The present results provide experimental evidence that a threshold level of NMDA-receptor activation is required for the ocular dominance shift. Knock down experiments typically reduce but do not completely suppress expression of protein. According to our Western blotting studies, antisense ODN treatment induced a reduction of ~50% in the amount of NR1 subunit expressed in the treated region of ferret primary visual cortex. Similarly, our intracellular recordings have revealed that NMDA receptor-mediated synaptic transmission was reduced but not completely suppressed by the antisense ODN treatment. Therefore, intracortical infusion of an antisense ODN to decrease the pool of available NR1 subunits decreased the number of functional NMDA receptors. This conceivably reduced calcium influx after synaptic activation, preventing synaptic threshold levels for synaptic changes from being achieved.
Role of NMDA receptors in visual cortical responses
Our findings raise the issue of why antisense techniques may produce more specific effects on visual cortex than the currently used pharmacological agents. One possibility is that antisense ODN has more specific effects on visual cortex than conventional pharmacology because the ODN hybridizes only a unique complementary mRNA molecule and intervenes specifically in the function of a single protein. In contrast, some of the traditional pharmacological antagonists may have less specific effects. One example is the competitive antagonist MK-801, which has been reported to block nicotinic cholinergic receptors when used at a low concentration (Ramoa et al. 1990
). Even the more selective competitive antagonist APV may affect other receptor subtypes when used at a high concentration (Evans et al. 1982
; Jones et al. 1984
). For instance, intracortical, microiontophoretic application of APV sufficient to block the NMDA receptor response completely also reduced responses mediated by non-NMDA receptors (Fox et al. 1990
).
Another possible explanation for the greater specificity of antisense ODN treatment is that the presently available pharmacological agents may induce greater toxicity than observed in our experiments. Consistent with this possibility, the elegant study of Rauschecker et al. (1990)
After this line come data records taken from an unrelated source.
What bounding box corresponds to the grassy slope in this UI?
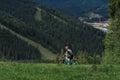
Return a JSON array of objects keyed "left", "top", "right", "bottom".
[
  {"left": 35, "top": 7, "right": 42, "bottom": 21},
  {"left": 0, "top": 62, "right": 120, "bottom": 80},
  {"left": 0, "top": 24, "right": 56, "bottom": 61}
]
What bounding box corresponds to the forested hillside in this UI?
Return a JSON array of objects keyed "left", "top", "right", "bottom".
[
  {"left": 0, "top": 24, "right": 41, "bottom": 60},
  {"left": 36, "top": 0, "right": 108, "bottom": 22},
  {"left": 0, "top": 0, "right": 105, "bottom": 61}
]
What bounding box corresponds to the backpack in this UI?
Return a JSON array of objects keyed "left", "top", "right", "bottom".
[{"left": 67, "top": 50, "right": 73, "bottom": 56}]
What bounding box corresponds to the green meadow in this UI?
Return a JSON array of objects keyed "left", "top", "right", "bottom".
[{"left": 0, "top": 62, "right": 120, "bottom": 80}]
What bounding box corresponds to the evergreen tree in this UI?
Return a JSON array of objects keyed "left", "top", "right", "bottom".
[{"left": 103, "top": 0, "right": 120, "bottom": 64}]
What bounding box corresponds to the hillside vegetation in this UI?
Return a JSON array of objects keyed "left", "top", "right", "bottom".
[
  {"left": 0, "top": 0, "right": 105, "bottom": 61},
  {"left": 0, "top": 24, "right": 41, "bottom": 60}
]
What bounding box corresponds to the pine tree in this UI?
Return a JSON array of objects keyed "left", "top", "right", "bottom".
[{"left": 103, "top": 0, "right": 120, "bottom": 64}]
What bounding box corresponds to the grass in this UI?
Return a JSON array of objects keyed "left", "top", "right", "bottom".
[{"left": 0, "top": 62, "right": 120, "bottom": 80}]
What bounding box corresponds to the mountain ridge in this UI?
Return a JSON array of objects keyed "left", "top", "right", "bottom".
[{"left": 36, "top": 0, "right": 108, "bottom": 22}]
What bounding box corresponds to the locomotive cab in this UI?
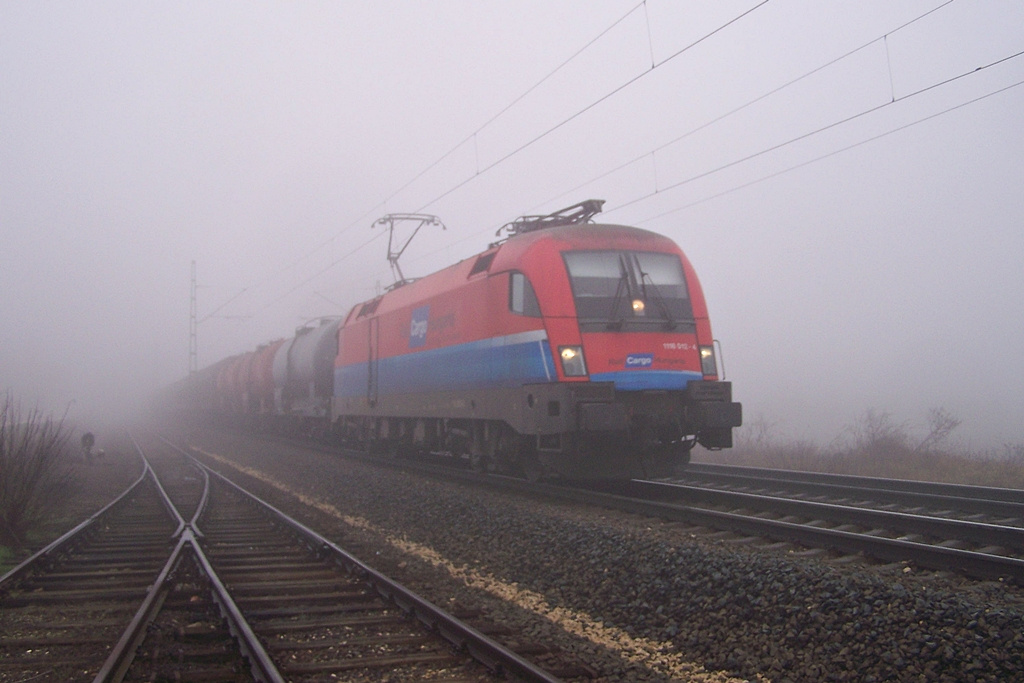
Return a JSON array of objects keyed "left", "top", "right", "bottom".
[
  {"left": 509, "top": 222, "right": 741, "bottom": 478},
  {"left": 562, "top": 246, "right": 740, "bottom": 449}
]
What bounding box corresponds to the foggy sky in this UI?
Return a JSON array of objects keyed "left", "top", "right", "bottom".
[{"left": 2, "top": 1, "right": 1022, "bottom": 451}]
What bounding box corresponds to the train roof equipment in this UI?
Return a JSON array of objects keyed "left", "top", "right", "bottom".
[
  {"left": 494, "top": 199, "right": 605, "bottom": 244},
  {"left": 372, "top": 213, "right": 446, "bottom": 288}
]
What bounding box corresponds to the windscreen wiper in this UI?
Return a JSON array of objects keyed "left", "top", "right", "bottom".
[
  {"left": 635, "top": 256, "right": 678, "bottom": 330},
  {"left": 606, "top": 255, "right": 630, "bottom": 330}
]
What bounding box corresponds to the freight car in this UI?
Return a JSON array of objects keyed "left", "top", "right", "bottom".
[{"left": 173, "top": 200, "right": 741, "bottom": 480}]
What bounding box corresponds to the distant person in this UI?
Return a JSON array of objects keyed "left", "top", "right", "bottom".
[{"left": 81, "top": 432, "right": 95, "bottom": 464}]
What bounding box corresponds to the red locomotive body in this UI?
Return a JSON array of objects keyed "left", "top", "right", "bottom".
[{"left": 332, "top": 202, "right": 741, "bottom": 479}]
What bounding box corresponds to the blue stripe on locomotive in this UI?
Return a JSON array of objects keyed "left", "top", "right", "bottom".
[
  {"left": 590, "top": 370, "right": 704, "bottom": 391},
  {"left": 336, "top": 330, "right": 557, "bottom": 398}
]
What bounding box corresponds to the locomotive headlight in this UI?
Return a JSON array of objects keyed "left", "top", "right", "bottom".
[
  {"left": 700, "top": 345, "right": 717, "bottom": 376},
  {"left": 559, "top": 346, "right": 588, "bottom": 377},
  {"left": 631, "top": 298, "right": 645, "bottom": 315}
]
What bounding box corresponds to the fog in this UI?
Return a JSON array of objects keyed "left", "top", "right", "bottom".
[{"left": 2, "top": 1, "right": 1022, "bottom": 450}]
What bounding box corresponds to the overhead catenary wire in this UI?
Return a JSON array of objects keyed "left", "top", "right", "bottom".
[
  {"left": 387, "top": 1, "right": 651, "bottom": 209},
  {"left": 608, "top": 45, "right": 1024, "bottom": 216},
  {"left": 195, "top": 1, "right": 654, "bottom": 329},
  {"left": 203, "top": 0, "right": 1021, "bottom": 349},
  {"left": 201, "top": 0, "right": 929, "bottom": 328},
  {"left": 628, "top": 76, "right": 1024, "bottom": 226},
  {"left": 203, "top": 1, "right": 775, "bottom": 331},
  {"left": 412, "top": 0, "right": 772, "bottom": 215},
  {"left": 401, "top": 61, "right": 1020, "bottom": 275},
  {"left": 531, "top": 0, "right": 956, "bottom": 213},
  {"left": 246, "top": 6, "right": 665, "bottom": 318},
  {"left": 403, "top": 2, "right": 1019, "bottom": 268},
  {"left": 267, "top": 230, "right": 386, "bottom": 309}
]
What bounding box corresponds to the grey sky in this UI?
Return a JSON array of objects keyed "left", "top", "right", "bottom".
[{"left": 2, "top": 1, "right": 1022, "bottom": 449}]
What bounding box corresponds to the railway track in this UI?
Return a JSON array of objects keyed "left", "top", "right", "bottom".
[
  {"left": 204, "top": 432, "right": 1024, "bottom": 583},
  {"left": 317, "top": 446, "right": 1024, "bottom": 583},
  {"left": 0, "top": 466, "right": 181, "bottom": 681},
  {"left": 613, "top": 476, "right": 1024, "bottom": 582},
  {"left": 675, "top": 462, "right": 1024, "bottom": 524},
  {"left": 0, "top": 437, "right": 565, "bottom": 682},
  {"left": 168, "top": 429, "right": 1024, "bottom": 682}
]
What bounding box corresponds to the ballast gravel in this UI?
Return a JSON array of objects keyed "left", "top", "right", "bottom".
[{"left": 187, "top": 430, "right": 1024, "bottom": 682}]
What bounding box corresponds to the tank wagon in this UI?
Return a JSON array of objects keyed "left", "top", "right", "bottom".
[
  {"left": 171, "top": 201, "right": 741, "bottom": 480},
  {"left": 272, "top": 317, "right": 342, "bottom": 424}
]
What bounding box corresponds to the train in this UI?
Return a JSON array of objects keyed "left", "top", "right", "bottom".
[{"left": 169, "top": 200, "right": 742, "bottom": 480}]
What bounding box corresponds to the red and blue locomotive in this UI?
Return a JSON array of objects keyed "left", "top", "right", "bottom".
[
  {"left": 331, "top": 200, "right": 741, "bottom": 479},
  {"left": 170, "top": 200, "right": 740, "bottom": 480}
]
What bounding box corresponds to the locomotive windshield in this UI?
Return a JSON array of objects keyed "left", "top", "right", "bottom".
[{"left": 563, "top": 250, "right": 695, "bottom": 332}]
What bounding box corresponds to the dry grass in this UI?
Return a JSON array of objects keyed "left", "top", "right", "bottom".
[{"left": 694, "top": 408, "right": 1024, "bottom": 490}]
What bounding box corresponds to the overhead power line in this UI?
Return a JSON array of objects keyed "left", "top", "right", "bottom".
[
  {"left": 533, "top": 0, "right": 956, "bottom": 212},
  {"left": 403, "top": 1, "right": 1020, "bottom": 268},
  {"left": 609, "top": 45, "right": 1024, "bottom": 216},
  {"left": 413, "top": 0, "right": 772, "bottom": 214},
  {"left": 196, "top": 1, "right": 654, "bottom": 327},
  {"left": 387, "top": 1, "right": 650, "bottom": 206},
  {"left": 631, "top": 76, "right": 1024, "bottom": 225},
  {"left": 201, "top": 0, "right": 1020, "bottom": 340}
]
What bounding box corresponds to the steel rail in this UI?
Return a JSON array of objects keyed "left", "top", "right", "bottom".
[
  {"left": 186, "top": 445, "right": 564, "bottom": 683},
  {"left": 628, "top": 480, "right": 1024, "bottom": 552},
  {"left": 175, "top": 432, "right": 1024, "bottom": 582},
  {"left": 686, "top": 462, "right": 1024, "bottom": 503},
  {"left": 325, "top": 445, "right": 1024, "bottom": 580},
  {"left": 129, "top": 433, "right": 188, "bottom": 537},
  {"left": 529, "top": 481, "right": 1024, "bottom": 582},
  {"left": 352, "top": 460, "right": 1024, "bottom": 583},
  {"left": 91, "top": 534, "right": 188, "bottom": 683},
  {"left": 94, "top": 436, "right": 284, "bottom": 683},
  {"left": 679, "top": 463, "right": 1024, "bottom": 519},
  {"left": 93, "top": 529, "right": 285, "bottom": 683},
  {"left": 186, "top": 528, "right": 286, "bottom": 683},
  {"left": 0, "top": 457, "right": 148, "bottom": 592},
  {"left": 188, "top": 454, "right": 211, "bottom": 535}
]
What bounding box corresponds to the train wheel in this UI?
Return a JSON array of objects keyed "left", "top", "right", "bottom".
[
  {"left": 484, "top": 424, "right": 515, "bottom": 475},
  {"left": 470, "top": 450, "right": 491, "bottom": 473},
  {"left": 519, "top": 453, "right": 543, "bottom": 482}
]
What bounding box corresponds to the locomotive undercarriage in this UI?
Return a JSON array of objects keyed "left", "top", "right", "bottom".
[{"left": 331, "top": 379, "right": 740, "bottom": 480}]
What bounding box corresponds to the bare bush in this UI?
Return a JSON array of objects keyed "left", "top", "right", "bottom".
[
  {"left": 1002, "top": 443, "right": 1024, "bottom": 463},
  {"left": 914, "top": 407, "right": 962, "bottom": 453},
  {"left": 764, "top": 438, "right": 822, "bottom": 471},
  {"left": 733, "top": 414, "right": 778, "bottom": 452},
  {"left": 701, "top": 406, "right": 1024, "bottom": 488},
  {"left": 719, "top": 415, "right": 823, "bottom": 470},
  {"left": 837, "top": 408, "right": 911, "bottom": 458},
  {"left": 0, "top": 394, "right": 74, "bottom": 548}
]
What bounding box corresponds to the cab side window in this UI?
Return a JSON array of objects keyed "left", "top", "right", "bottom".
[{"left": 509, "top": 272, "right": 541, "bottom": 317}]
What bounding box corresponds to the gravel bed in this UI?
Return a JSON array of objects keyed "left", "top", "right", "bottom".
[{"left": 186, "top": 429, "right": 1024, "bottom": 682}]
has revealed that APV infusion in the visual cortex caused drastic changes in the physiology as well as histology of cortical neurons over a distance of several millimeters. Finally, another possibility is suggested by the finding that NMDA receptor-mediated synaptic transmission is reduced, but not abolished, by the antisense treatment. This residual function may be important in trophic interactions required for normal cell growth and differentiation. Moreover, the residual function may contribute to sustain the normal sensory responses of cortical cells, which are thought to be partly mediated by NMDA receptors (Fox et al. 1990
).
In conclusion, this report represents the first successful attempt to use antisense DNA to alter NMDA receptor expression directly and specifically in vivo and to examine the consequences of these alterations on both cellular physiology and visual plasticity. Using this novel approach, suppression of NMDA receptor function was found to block ocular dominance plasticity while preserving normal sensory response properties of cortical cells, providing direct evidence for a specific role of NMDA receptors in visual plasticity.